The Corporation enters into contractual commitments to extend credit, normally with fixed expiration dates or termination clauses, at specified rates and for specific purposes. Substantially all of the Corporation’s commitments to extend credit are contingent upon customers maintaining specific credit standards at the time of loan funding. Standby letters of credit are written conditional commitments issued by the Corporation to guarantee the performance of a customer to a third party. In the event the customer does not perform in accordance with the terms of the agreement with the third party, the Corporation would be required to fund the commitment. The maximum potential amount of future payments the Corporation could be required to make is represented by the contractual amount of the commitment. If the commitment were funded, the Corporation would be entitled to seek recovery from the customer.
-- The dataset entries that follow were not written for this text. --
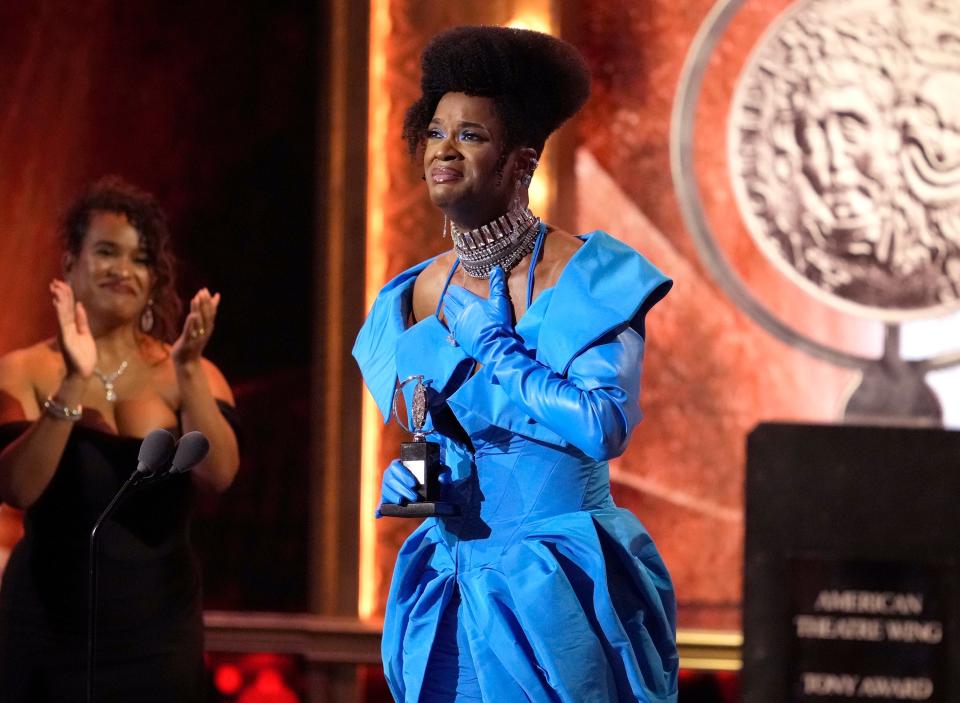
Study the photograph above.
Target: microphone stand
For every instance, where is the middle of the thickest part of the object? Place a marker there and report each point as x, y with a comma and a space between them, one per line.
137, 478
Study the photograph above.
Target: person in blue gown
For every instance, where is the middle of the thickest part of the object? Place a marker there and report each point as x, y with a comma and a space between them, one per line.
529, 341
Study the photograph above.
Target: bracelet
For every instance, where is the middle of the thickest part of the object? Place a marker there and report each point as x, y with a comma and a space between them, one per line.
56, 409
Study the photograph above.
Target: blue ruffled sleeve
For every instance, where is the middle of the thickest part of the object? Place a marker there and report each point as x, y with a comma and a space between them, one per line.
574, 378
376, 345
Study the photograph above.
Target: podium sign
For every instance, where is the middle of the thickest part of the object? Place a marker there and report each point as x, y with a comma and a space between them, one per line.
868, 630
851, 588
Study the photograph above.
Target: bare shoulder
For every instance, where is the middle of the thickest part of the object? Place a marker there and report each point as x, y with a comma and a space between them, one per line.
22, 373
558, 248
162, 360
429, 285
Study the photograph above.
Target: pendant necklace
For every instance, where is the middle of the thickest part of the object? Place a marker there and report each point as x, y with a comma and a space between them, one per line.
109, 379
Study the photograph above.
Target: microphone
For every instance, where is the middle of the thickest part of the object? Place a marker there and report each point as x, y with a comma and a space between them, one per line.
191, 450
153, 461
155, 451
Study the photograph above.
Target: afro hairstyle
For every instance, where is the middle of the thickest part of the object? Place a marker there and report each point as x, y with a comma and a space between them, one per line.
536, 81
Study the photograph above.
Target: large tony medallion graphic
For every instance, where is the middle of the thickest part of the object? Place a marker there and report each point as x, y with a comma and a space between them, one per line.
837, 123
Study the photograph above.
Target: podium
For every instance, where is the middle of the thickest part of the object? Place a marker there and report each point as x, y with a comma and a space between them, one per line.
851, 588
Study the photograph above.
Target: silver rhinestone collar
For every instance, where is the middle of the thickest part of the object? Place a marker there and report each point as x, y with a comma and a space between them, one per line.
503, 242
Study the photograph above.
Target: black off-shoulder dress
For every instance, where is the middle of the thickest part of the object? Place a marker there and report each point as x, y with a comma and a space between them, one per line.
150, 627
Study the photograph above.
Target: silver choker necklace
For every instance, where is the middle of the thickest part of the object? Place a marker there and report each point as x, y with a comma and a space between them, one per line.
503, 242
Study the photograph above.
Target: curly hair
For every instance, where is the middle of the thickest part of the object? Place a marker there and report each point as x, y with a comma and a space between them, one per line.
143, 212
536, 81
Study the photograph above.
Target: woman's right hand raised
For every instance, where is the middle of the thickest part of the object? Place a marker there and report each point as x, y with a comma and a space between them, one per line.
76, 341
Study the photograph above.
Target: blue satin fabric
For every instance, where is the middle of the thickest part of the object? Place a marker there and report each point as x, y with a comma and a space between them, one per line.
555, 594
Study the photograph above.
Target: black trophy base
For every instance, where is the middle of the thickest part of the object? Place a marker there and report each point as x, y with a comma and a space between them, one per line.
419, 509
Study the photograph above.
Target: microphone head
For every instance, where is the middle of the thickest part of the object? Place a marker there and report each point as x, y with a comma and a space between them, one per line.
155, 451
191, 450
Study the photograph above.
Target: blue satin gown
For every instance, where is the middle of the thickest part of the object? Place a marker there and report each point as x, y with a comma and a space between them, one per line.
542, 589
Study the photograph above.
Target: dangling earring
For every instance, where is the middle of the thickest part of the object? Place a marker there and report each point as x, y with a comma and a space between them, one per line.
515, 205
146, 318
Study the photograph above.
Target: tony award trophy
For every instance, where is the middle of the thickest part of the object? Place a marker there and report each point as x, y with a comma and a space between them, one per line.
421, 458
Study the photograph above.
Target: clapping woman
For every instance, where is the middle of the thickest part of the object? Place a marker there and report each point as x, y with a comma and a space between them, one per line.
73, 410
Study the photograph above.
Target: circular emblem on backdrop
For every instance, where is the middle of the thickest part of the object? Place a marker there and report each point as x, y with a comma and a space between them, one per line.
844, 153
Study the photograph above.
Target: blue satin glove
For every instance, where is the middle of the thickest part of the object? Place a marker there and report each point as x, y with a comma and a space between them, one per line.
594, 408
479, 325
399, 486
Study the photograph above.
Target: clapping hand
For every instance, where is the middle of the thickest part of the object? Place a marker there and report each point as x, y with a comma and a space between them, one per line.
197, 327
76, 341
476, 324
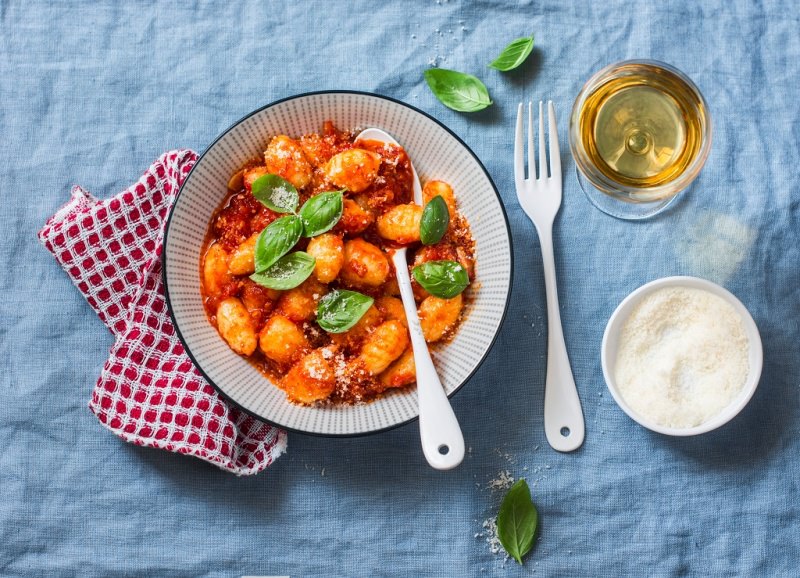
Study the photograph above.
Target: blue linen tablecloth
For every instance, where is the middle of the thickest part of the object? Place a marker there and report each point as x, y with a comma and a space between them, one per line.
91, 93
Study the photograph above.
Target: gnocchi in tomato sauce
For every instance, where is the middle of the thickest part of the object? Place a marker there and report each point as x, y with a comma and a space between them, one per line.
278, 330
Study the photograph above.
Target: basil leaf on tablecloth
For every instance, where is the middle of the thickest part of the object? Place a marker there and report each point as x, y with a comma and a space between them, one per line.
444, 279
434, 221
276, 193
340, 309
514, 54
457, 90
288, 272
517, 521
321, 212
276, 240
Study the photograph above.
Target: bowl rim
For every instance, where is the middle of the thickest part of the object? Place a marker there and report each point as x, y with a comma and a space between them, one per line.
219, 137
614, 326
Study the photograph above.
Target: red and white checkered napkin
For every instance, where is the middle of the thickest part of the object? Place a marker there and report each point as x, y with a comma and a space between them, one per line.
149, 392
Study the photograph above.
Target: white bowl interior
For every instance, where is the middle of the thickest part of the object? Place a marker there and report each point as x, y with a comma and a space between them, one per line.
436, 153
611, 346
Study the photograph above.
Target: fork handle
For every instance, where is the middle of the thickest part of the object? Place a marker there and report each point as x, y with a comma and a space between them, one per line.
563, 416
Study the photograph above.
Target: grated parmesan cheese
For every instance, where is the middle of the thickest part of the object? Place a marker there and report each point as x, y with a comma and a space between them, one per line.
682, 358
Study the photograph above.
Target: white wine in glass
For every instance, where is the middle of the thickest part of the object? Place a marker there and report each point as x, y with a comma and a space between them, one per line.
640, 132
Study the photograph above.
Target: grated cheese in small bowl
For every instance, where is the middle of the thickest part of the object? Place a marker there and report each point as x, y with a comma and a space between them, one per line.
681, 356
The Corporation’s policies generally require that standby letter of credit arrangements contain security and debt covenants similar to those contained in loan agreements.
The Corporation considers the fees collected in connection with the issuance of standby letters of credit to be representative of the fair value of its obligation undertaken in issuing the guarantee. In accordance with applicable accounting standards related to guarantees, the Corporation defers fees collected in connection with the issuance of standby letters of credit. The fees are then recognized in income proportionately over the life of the standby letter of credit agreement. The deferred standby letter of credit fees represent the fair value of the Corporation’s potential obligations under the standby letter of credit guarantees.
Year-end financial instruments with off-balance-sheet risk were as follows:
 
2013
 
2012
Commitments to extend credit
$
6,919,942

 
$
5,710,448

Standby letters of credit
186,857

 
186,049

Deferred standby letter of credit fees
1,450

 
1,412


Credit Card Guarantees. The Corporation guarantees the credit card debt of certain customers to the merchant bank that issues the cards. At December 31, 2013 and 2012, the guarantees totaled approximately $8.4 million and $8.8 million, of which amounts, $1.2 million and $1.0 million were fully collateralized.
Securities Lending. The Corporation lends certain customer securities to creditworthy brokers on behalf of those customers. If the borrower fails to return these securities, the Corporation indemnifies its customers based on the then current net realizable fair value of the securities. The Corporation holds collateral received in securities lending transactions as an agent. Accordingly, such collateral assets are not assets of the Corporation. The Corporation requires borrowers to provide collateral equal to or in excess of 100% of the fair value of the securities borrowed. The collateral is valued daily and additional collateral is requested as necessary. The maximum future payments guaranteed by the Corporation under these contractual agreements (representing the fair value of securities lent to brokers) totaled $2.0 billion at December 31, 2013. At December 31, 2013, the Corporation held in trust liquid assets with a fair value of $2.1 billion as collateral for these agreements.
Lease Commitments. The Corporation leases certain office facilities and office equipment under operating leases. Rent expense for all operating leases totaled $24.6 million in 2013, $22.7 million in 2012 and $21.6 million in 2011. Future minimum lease payments due under non-cancelable operating leases at December 31, 2013 were as follows:
2014
$
16,808

2015
14,846

2016
14,487

2017
13,209

2018
11,910

Thereafter
70,906

 
$
142,166


It is expected that certain leases will be renewed, or equipment replaced with new leased equipment, as these leases expire. Aggregate future minimum rentals to be received under non-cancelable subleases greater than one year at December 31, 2013, were $334 thousand.
The Corporation leases a branch facility from a partnership interest of a director. Payments related to this lease totaled $871 thousand in 2013, $902 thousand in 2012, and $898 thousand in 2011. The terms of the lease are substantially the same as those offered for comparable transactions with non-related parties at the time the lease transaction was consummated.
Change in Control Agreements. The Corporation has change-in-control agreements with certain executive officers. Under these agreements, each covered person could receive, upon the effectiveness of a change-in-control, two to three times (depending on the person) his or her base compensation plus the target bonus established for the year, and any unpaid base salary and pro rata target bonus for the year in which the termination occurs, including vacation pay. Additionally, the executive’s insurance benefits will continue for two to three full years after the termination and all long-term incentive awards will immediately vest.
Litigation. The Corporation is subject to various claims and legal actions that have arisen in the course of conducting business. Management does not expect the ultimate disposition of these matters to have a material adverse impact on the Corporation’s financial statements.